Com o problema da Grécia houve de fato uma ameaça de a crise retornar com força. A demora da Alemanha contribuiu para agravar o problema. Entretanto, afinal o Banco Central Europeu (BCE) e aquele país fizeram o que se esperava deles, garantiram a dívida da Grécia e, mais amplamente, a dívida dos demais países do euro e, embora não ficasse tudo resolvido, a crise amainou. Todos sabem que, estruturalmente, o problema da Grécia não está resolvido porque, mesmo que cumpra fielmente seu programa de ajuste fiscal e seu PIB caia cerca de 3% a 4% nos dois próximos anos, no final desses dois anos, sua dívida pública em relação ao PIB ainda será de 150%.
Diante de um quadro desse tipo, volta a pergunta sobre uma possível saída da Grécia do euro, mas isto é muito pouco provável. A vantagem de ter uma moeda que começaria sua história já desvalorizada em relação ao euro não compensa os riscos de ficar fora da proteção do sistema euro. Existe, entretanto, a possibilidade de reestruturar a dívida pública dentro do euro. É a melhor coisa que a Grécia teria a fazer dado que sua situação é de insolvência, pois mesmo que a taxa de juros sobre seus títulos volte a níveis razoáveis e nesse nível se estabilize, ela não terá condições de honrar seus compromissos financeiros e voltar a crescer.
Mas um leitor poderia me perguntar: o senhor então está propondo um "calote"? Não, meu amigo, estou sugerindo que a Grécia faça uma "reestruturação" com desconto. Que é a mesma coisa que um calote e algo muito diferente. É a mesma coisa porque para o credor o resultado é o mesmo: recebe apenas parte de seu crédito. É muito diferente, porque na expressão calote existe um tom pejorativo que sugere um devedor irresponsável. Já reestruturação tem uma conotação mais amena, porque reparte a culpa entre o devedor e os credores, e principalmente porque afinal todos ou a grande maioria compreendem que era a única solução racional para o problema dada a insolvência do Estado grego.
Quando uma crise de dívida soberana é resolvida por um "calote" ela é geralmente mal resolvida porque isso significa que não havia insolvência, ou que os mercados financeiros não aceitaram o diagnóstico de insolvência do país devedor, e julgam que ele agiu de má fé. Já quando temos uma reestruturação, embora ela seja em princípio unilateral ou quase unilateral, o problema se resolve muito melhor, porque, afinal, o que ela faz é sancionar uma perda dos credores que mercados financeiros razoavelmente eficientes já devem ter antecipado pela precificação dos créditos com desconto.
Os governos de países cujo Estado se tornou insolvente têm medo de fazer uma reestruturação porque temem que seja vista como calote.
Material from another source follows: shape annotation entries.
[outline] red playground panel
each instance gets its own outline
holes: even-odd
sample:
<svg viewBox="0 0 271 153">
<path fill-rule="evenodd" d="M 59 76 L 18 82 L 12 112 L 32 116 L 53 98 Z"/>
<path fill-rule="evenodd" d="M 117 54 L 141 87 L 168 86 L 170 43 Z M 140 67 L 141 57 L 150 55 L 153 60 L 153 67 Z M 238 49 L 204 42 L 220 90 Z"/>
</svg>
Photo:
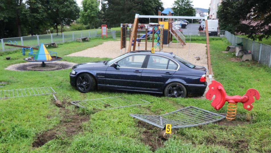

Compreendo esse medo. Os mercados financeiros, os governos dos países ricos e o Fundo Monetário Internacional fazem sempre o que se espera do "establishment": pressionam para que o país faça o ajuste ao invés de reestruturar a dívida. E sempre ameaçam que a ação será considerada um calote e que, afinal, o país será obrigado a se curvar dada a força dos credores ou a da lei internacional.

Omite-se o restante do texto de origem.